Go forth and multiply. You’ll never be alone when you use your spells to create tons of creature tokens. Myr Matrix, Skyclave Relic, Mimic Vat, Helm of the Host… there are lots of cards you can fit into any color combination to craft a deck that builds up your army quickly and devastates your opponents. Lots of blockers means you’ll have plenty of time to amass your forces and the usual way to win with decks like these is to swarm your opponents with an overwhelming amount of creatures. 

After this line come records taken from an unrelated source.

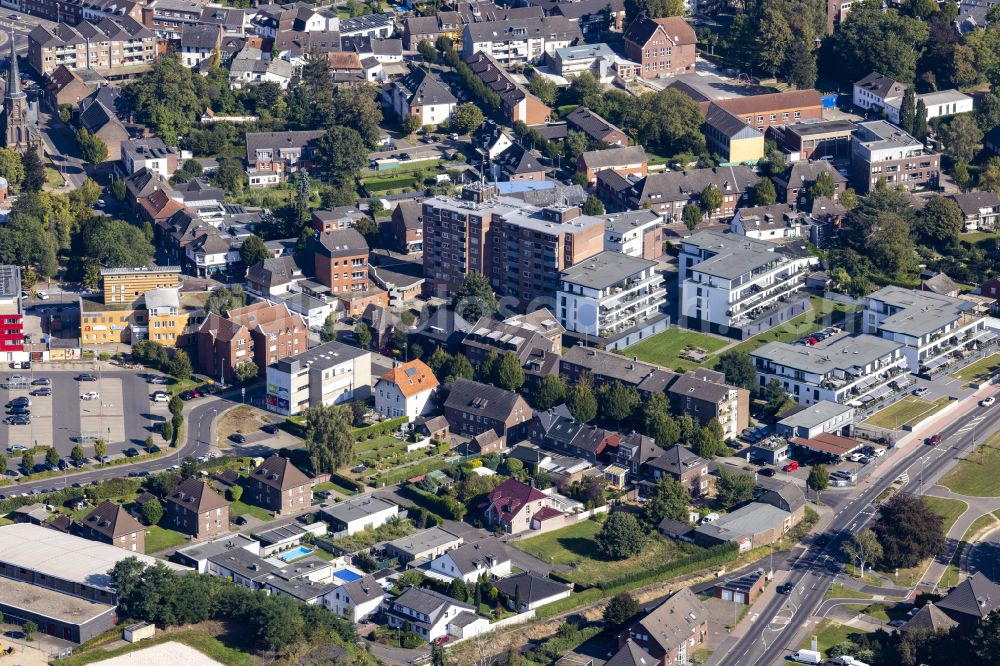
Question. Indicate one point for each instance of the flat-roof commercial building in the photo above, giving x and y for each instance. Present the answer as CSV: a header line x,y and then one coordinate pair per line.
x,y
740,286
936,330
59,581
612,296
325,375
855,370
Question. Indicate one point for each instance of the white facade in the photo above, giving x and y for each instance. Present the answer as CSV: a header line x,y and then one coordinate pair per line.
x,y
609,293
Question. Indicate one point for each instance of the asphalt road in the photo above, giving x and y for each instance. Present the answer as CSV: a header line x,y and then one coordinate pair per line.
x,y
815,570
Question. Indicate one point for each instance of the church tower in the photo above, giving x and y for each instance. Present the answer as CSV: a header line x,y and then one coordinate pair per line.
x,y
17,133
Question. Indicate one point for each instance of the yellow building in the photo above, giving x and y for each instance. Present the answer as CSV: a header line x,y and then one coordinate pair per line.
x,y
127,285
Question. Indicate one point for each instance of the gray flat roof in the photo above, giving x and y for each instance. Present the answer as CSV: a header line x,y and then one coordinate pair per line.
x,y
605,269
841,353
815,414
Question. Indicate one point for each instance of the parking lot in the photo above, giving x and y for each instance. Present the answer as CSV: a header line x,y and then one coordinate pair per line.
x,y
122,414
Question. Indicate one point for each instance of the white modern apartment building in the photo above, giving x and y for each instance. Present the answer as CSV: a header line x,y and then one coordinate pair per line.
x,y
610,293
740,286
325,375
854,370
935,330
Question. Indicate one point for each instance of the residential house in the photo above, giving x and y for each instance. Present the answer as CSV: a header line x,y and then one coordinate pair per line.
x,y
109,522
685,467
489,557
533,589
331,373
195,509
279,486
511,505
359,513
406,390
627,161
473,408
595,127
673,631
662,47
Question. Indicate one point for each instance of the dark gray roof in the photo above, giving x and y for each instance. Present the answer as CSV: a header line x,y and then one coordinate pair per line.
x,y
533,587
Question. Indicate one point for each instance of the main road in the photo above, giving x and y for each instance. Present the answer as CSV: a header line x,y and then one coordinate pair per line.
x,y
816,569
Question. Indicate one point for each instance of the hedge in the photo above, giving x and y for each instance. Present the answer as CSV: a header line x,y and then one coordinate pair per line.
x,y
446,507
376,429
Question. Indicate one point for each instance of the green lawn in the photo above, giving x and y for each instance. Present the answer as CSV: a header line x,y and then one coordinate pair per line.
x,y
907,411
981,369
158,538
241,508
574,546
948,509
978,474
665,348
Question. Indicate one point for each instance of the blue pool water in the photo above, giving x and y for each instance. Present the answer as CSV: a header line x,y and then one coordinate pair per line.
x,y
295,554
346,575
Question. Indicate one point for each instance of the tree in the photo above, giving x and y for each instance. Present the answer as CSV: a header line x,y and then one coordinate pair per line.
x,y
691,216
475,298
548,392
819,478
667,499
962,137
593,206
509,373
620,610
328,437
939,223
618,401
362,334
246,371
180,365
711,199
34,172
92,148
620,537
253,251
909,531
581,402
427,51
467,118
738,368
339,155
734,488
763,193
152,511
908,110
863,547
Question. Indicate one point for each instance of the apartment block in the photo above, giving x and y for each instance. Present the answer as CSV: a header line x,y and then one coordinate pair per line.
x,y
329,374
521,248
738,286
936,331
614,297
856,370
114,47
880,150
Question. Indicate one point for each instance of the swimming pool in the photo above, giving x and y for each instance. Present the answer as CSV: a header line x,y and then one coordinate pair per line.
x,y
346,575
295,554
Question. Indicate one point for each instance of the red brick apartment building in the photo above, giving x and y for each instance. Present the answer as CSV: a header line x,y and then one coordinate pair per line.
x,y
263,332
662,47
341,260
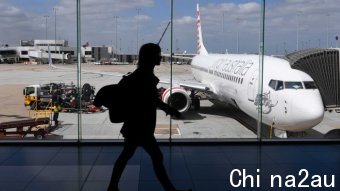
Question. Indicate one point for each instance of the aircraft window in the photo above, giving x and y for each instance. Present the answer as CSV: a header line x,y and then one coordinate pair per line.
x,y
310,85
293,85
276,85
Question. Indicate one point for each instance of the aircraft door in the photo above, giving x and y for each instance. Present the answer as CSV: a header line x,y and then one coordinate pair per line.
x,y
253,86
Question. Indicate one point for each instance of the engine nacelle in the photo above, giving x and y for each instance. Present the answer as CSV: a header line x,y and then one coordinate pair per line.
x,y
179,98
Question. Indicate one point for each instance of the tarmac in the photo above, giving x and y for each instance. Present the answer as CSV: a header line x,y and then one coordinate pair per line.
x,y
210,122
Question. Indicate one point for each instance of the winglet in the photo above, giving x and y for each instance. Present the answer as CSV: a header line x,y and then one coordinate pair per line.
x,y
200,46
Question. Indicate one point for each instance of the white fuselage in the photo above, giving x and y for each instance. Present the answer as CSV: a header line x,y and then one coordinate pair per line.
x,y
234,79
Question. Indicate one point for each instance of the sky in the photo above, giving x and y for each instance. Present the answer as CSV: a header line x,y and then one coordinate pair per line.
x,y
231,26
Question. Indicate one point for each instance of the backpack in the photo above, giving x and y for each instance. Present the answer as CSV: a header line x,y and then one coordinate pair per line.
x,y
112,97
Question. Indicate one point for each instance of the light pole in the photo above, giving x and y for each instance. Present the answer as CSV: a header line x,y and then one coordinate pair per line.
x,y
237,35
298,29
55,29
327,35
223,33
116,42
138,9
46,17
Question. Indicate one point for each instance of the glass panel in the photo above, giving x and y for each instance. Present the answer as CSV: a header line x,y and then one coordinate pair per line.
x,y
36,38
111,38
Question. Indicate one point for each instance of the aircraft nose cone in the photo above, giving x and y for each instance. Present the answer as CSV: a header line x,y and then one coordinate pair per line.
x,y
307,110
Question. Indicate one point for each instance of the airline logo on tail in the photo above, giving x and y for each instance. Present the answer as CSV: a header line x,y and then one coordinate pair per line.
x,y
200,46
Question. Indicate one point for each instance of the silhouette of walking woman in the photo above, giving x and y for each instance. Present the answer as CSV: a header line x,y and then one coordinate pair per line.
x,y
139,124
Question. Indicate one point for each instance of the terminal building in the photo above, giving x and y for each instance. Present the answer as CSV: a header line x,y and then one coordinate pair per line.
x,y
38,51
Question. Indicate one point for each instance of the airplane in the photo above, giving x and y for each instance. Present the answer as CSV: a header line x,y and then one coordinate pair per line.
x,y
291,101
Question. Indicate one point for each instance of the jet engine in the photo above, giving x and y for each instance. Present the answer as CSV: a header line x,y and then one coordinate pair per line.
x,y
179,98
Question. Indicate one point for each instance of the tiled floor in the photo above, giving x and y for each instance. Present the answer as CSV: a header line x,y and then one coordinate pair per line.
x,y
203,168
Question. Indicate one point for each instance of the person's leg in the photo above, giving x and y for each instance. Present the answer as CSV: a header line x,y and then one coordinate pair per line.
x,y
127,153
152,148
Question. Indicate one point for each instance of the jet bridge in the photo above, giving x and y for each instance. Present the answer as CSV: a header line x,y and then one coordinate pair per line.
x,y
323,66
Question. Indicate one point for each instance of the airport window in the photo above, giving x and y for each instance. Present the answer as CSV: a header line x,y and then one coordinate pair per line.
x,y
214,79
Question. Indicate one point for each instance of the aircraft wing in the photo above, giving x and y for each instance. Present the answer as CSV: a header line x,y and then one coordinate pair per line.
x,y
190,85
116,74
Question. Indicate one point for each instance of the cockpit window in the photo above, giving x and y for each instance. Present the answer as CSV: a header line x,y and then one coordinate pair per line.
x,y
276,85
310,85
293,85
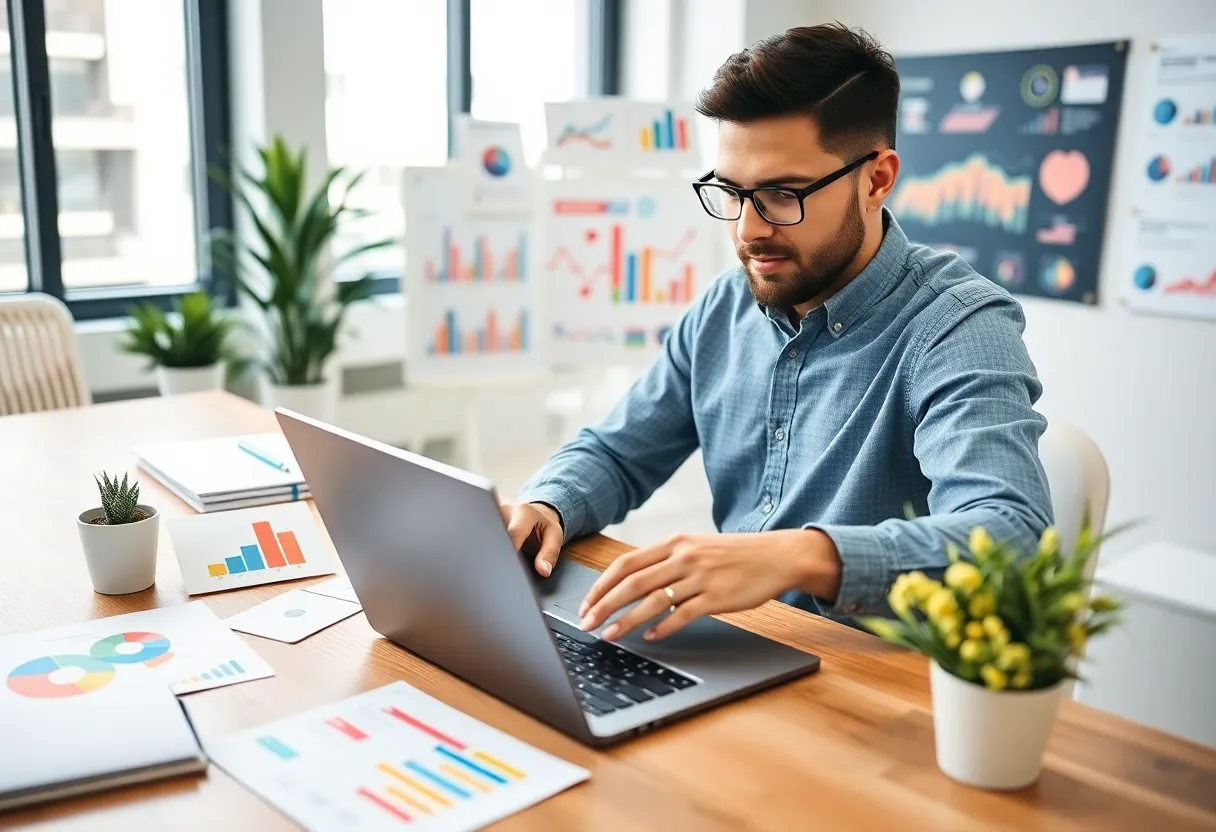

Cares About Artifacts or Enchantments

 

Cards that get more powerful the more artifacts you have in play or the more enchantments on the board are bread and butter for “cares about” decks. These decks are likely to combo off and can deal big damage either through massive attacks or by dealing damage directly to an opponent’s face. While the decks play differently, the principle is the same: more enchantments/artifacts equals better.

Tribal

 

Merfolk, Elves, Slivers, Spiders, Minotaurs, Ooze… there are dozens of creature types to choose from to brew a tasty tribal deck around. Tribal decks all care about casting one type of creature, which makes Changeling cards, which are counted as all creature types, very valuable. Commander’s steady rise in popularity has incentivized Wizards of the Coast to print more and more bombs and staples for this type of deck. Cards like Vanquisher’s Banner, Metallic Mimic, and Herald’s Horn are all colorless must-haves you’ll encounter often in this archetype. Tribal decks always have a lot of flavor and are a blast to build since the field is immediately narrowed to one creature type. That’s helpful when choosing from over 20,000 cards available in Magic: The Gathering.